Por Fabricio Rebelo*
O campo da segurança pública deveria ser imune aos
experimentos ideológicos, pois nele as cobaias são os indivíduos, os cidadãos
que formam a população de um país. Assim, quando a experiência falha, é essa
cobaia que acaba morrendo, e isso, infelizmente, é o que vem se repetindo no
Brasil.
O país escolheu o caminho errado quando identificou o grave
quadro de violência homicida em que estava imerso, buscando soluções que
passavam longe da real causa do problema e que, apenas, pretendiam transferir
para a sociedade a responsabilidade por ele. Os resultados foram catastróficos
e, hoje, o quadro homicida brasileiro é o pior desde que começou a ser
pesquisado, há quase 35 anos.
Os dados estão disponíveis na prévia da edição 2014 do Mapa
da violência, o mais confiável do país e que tem reconhecimento oficial do
Ministério da Justiça, por se basear no Sistema de Informações de Mortalidade
(SIM), do Ministério da Saúde. De acordo com ele, o país da Copa do Mundo de
Futebol e dos próximos jogos olímpicos alcançou em 2012, o ano mais recente com
dados contabilizados, seu recorde anual absoluto de homicídios: 56.337 vítimas,
com a maior taxa histórica desde o início de seu cômputo (em 1980), de
espantosos 29 assassinatos por 100 mil habitantes.
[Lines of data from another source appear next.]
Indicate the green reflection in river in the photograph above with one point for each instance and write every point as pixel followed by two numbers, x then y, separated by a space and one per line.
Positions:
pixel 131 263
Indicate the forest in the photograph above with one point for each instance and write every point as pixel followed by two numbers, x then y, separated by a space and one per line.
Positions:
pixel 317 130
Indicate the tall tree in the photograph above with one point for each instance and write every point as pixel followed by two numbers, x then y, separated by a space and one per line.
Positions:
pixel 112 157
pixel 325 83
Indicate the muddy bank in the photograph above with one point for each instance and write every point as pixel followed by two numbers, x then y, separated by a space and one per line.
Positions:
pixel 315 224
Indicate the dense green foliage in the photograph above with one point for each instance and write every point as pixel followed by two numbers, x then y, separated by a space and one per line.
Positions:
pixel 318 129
São números impressionantes, maiores, até mesmo, do que os
de países em guerra. Sua explicação, embora possa incluir aspectos mais
complexos, como tudo em segurança pública, apresenta um fator preponderante
para o agravamento do quadro: o erro do desarmamento civil.
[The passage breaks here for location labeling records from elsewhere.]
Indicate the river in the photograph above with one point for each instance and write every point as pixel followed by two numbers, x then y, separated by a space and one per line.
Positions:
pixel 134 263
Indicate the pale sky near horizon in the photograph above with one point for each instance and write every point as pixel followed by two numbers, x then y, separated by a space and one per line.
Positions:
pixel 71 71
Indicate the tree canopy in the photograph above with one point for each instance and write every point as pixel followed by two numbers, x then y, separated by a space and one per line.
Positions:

A ideia de desarmamento foi introduzida oficialmente no
Brasil em 1997, quando foi promulgada a primeira lei efetivamente restritiva ao
porte de arma pelo cidadão (Lei nº 9.437/97), através da qual foi também criado
o Sinarm (Sistema Nacional de Armas), destinado ao rigoroso controle de sua
circulação legal. Poucos anos depois, no final de 2003, a legislação se tornou
ainda mais proibitiva, com o estatuto do desarmamento, que teve como grande
objetivo, justamente, reduzir a quantidade de homicídios no país. Tratava-se da
colocação em prática de uma ideologia desarmamentista há muito elaborada pela
ONU, ainda que sem nenhum exemplo comprovadamente positivo.
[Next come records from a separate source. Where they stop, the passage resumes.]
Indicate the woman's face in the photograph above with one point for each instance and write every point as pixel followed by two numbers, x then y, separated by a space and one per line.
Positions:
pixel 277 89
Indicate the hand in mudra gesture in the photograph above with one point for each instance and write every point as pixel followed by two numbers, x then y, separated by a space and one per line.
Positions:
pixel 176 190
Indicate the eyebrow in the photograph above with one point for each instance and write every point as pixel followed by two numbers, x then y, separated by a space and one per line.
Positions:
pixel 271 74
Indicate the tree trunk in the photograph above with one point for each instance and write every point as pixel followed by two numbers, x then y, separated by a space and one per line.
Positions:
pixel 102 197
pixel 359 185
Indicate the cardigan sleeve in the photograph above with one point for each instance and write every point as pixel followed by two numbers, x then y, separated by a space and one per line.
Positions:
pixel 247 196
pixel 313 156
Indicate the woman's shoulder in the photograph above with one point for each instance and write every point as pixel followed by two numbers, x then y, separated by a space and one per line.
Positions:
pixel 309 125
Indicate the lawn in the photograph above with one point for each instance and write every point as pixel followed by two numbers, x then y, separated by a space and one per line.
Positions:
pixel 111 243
Obviamente, de nada adiantou. Os homicídios, como visto, não
foram reduzidos, mas, ao contrário, chegaram agora à sua maior marca, e o que
se dizia ser uma solução mágica se tornou um inquestionável e grandioso
fracasso. Instituindo como regra geral a proibição da posse e do porte de
armas, o estatuto do desarmamento começou a produzir efeitos em 2004, ano em
que foram registrados no Brasil 48.374 homicídios. Quatro anos depois, com a
quase extinção prática do comércio legal de armas, os números chegavam a 50.113
(2008), e desde então vêm numa ascendente, até o recorde de 56.337, registrado
em 2012.
No mesmo período, a quantidade de armas registradas no país
despencou. Dos cerca de nove milhões de registros que compunham o quadro
inicial do Sinarm, hoje apenas subsistem aproximadamente 600 mil, diante das
grandes restrições impostas ao cidadão, até mesmo para a renovação daqueles
registros que já existiam. A lei, assim, além de não contribuir para a redução
de homicídios, provocou um enorme descontrole na circulação de armas no país,
produzindo um efeito diametralmente oposto ao que se desejava. A realidade
prática do experimento ideológico desarmamentista acabou indicando que a
redução das armas legalmente em circulação gera um crescimento na quantidade de
mortes intencionalmente violentas.
A compreensão deste aumento não é difícil. A questão é que
políticas desarmamentistas, no Brasil ou em outros países, somente têm a
possibilidade de afetar os crimes passionais, aqueles tratados no Global study
on homicide 2014, da própria ONU, como “interpersonal crimes”,cometidos por
impulso e para os quais ter legalmente uma arma de fogo poderia ser um
facilitador. Contudo, a participação desses crimes na quantidade total de
homicídios no Brasil é ínfima, pois no país, de acordo com o mesmo estudo, a
causa preponderante para os homicídios é a prática habitual de atividades
criminosas – homicides related to other criminals activities – ou seja, os
assassinatos brasileiros têm relação direta com outros crimes, sobretudo o
tráfico de drogas e os roubos.
Enquanto o Brasil insistia em políticas desarmamentistas que
apenas fragilizavam o cidadão, deixou de combater as atividades criminosas das
quais realmente decorrem os homicídios. Sem estar no foco das políticas de
segurança pública e com a sociedade gradativamente indefesa, a criminalidade se
fortaleceu, e, com isso, mais e mais mortos vão sendo contabilizados.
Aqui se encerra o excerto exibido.